Presumably they're thinking of dividing $1$ by $S$ with a quotient $Q(x)$ and remainder $R(x)$ such that $$ 1 = (Q(x))S + R $$ where $Q$ is a polynomial of some degree $n$, chosen so that it "cancels" the terms of degree $0, \ldots, n-1$ in the division, so $R$ is a series starting with a term in $x^n$. For $S = 1+3x+\cdots$ and for $Q(x)$ of degree $1$ (so $Q(x)=p+qx$), we can work out $Q$ by synthetic division.

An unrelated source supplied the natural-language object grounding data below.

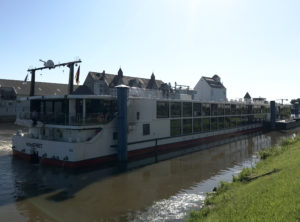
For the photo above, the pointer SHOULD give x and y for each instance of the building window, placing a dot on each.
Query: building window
(115, 136)
(175, 127)
(187, 126)
(227, 109)
(227, 123)
(187, 109)
(176, 109)
(197, 125)
(233, 109)
(162, 109)
(220, 109)
(205, 109)
(221, 123)
(214, 109)
(206, 124)
(214, 124)
(146, 129)
(197, 109)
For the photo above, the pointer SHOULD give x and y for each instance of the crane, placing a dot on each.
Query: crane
(282, 100)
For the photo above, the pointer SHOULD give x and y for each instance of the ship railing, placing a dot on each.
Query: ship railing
(68, 119)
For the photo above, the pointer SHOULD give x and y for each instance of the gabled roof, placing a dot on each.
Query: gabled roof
(83, 90)
(114, 80)
(41, 88)
(213, 83)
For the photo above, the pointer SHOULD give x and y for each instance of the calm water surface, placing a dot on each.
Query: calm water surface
(163, 191)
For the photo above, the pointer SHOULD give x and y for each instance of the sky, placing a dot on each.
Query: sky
(253, 45)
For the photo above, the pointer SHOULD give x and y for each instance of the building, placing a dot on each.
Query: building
(247, 98)
(11, 90)
(103, 83)
(210, 89)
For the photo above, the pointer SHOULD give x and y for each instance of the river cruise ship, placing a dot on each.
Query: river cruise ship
(83, 129)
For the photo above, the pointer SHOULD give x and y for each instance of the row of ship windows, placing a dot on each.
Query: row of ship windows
(196, 125)
(189, 109)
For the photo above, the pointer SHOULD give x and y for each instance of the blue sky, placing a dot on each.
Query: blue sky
(253, 45)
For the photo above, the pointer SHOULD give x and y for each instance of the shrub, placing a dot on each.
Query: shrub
(243, 176)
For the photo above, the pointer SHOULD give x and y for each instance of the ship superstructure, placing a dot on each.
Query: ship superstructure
(82, 129)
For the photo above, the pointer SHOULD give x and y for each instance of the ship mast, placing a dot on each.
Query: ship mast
(50, 65)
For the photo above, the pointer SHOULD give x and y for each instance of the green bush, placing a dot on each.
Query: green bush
(243, 176)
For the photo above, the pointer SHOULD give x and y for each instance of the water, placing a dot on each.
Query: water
(163, 191)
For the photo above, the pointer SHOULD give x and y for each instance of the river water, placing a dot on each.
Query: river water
(165, 190)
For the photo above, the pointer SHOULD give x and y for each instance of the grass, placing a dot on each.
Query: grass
(268, 192)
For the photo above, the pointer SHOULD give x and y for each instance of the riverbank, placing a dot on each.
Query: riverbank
(268, 192)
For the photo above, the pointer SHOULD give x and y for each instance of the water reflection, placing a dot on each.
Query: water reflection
(166, 190)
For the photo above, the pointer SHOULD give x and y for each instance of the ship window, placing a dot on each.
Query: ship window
(221, 123)
(214, 109)
(176, 109)
(187, 126)
(227, 109)
(146, 129)
(214, 124)
(162, 109)
(197, 125)
(187, 109)
(197, 109)
(205, 109)
(175, 127)
(206, 124)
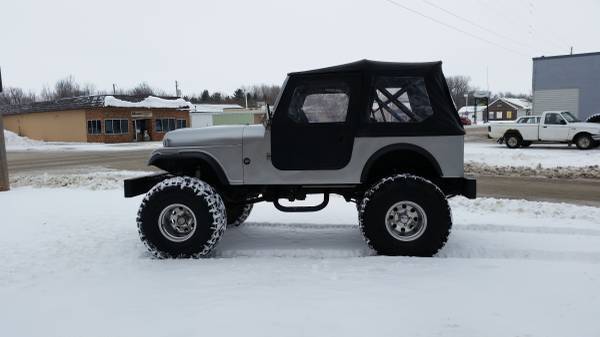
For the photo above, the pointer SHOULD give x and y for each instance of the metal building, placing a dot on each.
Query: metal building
(567, 82)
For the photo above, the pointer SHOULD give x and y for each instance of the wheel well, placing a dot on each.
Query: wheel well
(191, 164)
(401, 160)
(512, 132)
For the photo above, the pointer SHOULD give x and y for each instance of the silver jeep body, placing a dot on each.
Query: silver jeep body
(333, 130)
(244, 154)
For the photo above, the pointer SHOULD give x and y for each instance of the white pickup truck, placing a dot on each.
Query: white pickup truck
(550, 127)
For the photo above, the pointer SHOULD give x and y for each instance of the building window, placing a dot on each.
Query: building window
(169, 124)
(116, 126)
(94, 127)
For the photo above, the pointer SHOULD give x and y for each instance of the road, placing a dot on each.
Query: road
(583, 192)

After two steps we have this: \begin{align} & \phantom{)\ } 1 - 3x + \cdots \\ 1+3x+6x^2+10x^3+15x^4+21x^5+\cdots \ & \overline{)\ 1 \qquad\qquad\qquad\qquad\qquad\qquad\qquad\qquad} \\ & \phantom{)\ } \underline{1+3x+6x^2+10x^3+15x^4+21x^5+\cdots}\\ & \phantom{)\ 1} -3x-6x^2-10x^3-15x^4-21x^5+\cdots\\ & \phantom{)\ 1} \underline{{}-3x-9x^2-18x^3-30x^4-45x^5+\cdots}\\ & \phantom{)\ 1-3x-{}} 3x^2+\phantom{1}8x^3+15x^4+24x^5+\cdots\\ \end{align}

In other words, \begin{multline} 1 = (1 - 3x)(1+3x+6x^2+10x^3+15x^4+21x^5+\cdots) + {}\\ (3x^2+8x^3+15x^4+24x^5+\cdots), \end{multline} so the remainder is $3x^2+8x^3+15x^4+24x^5+\cdots$.

I notice that the $x^5$ term in my remainder is different from what is written in the question, but that could just be a transcription error somewhere.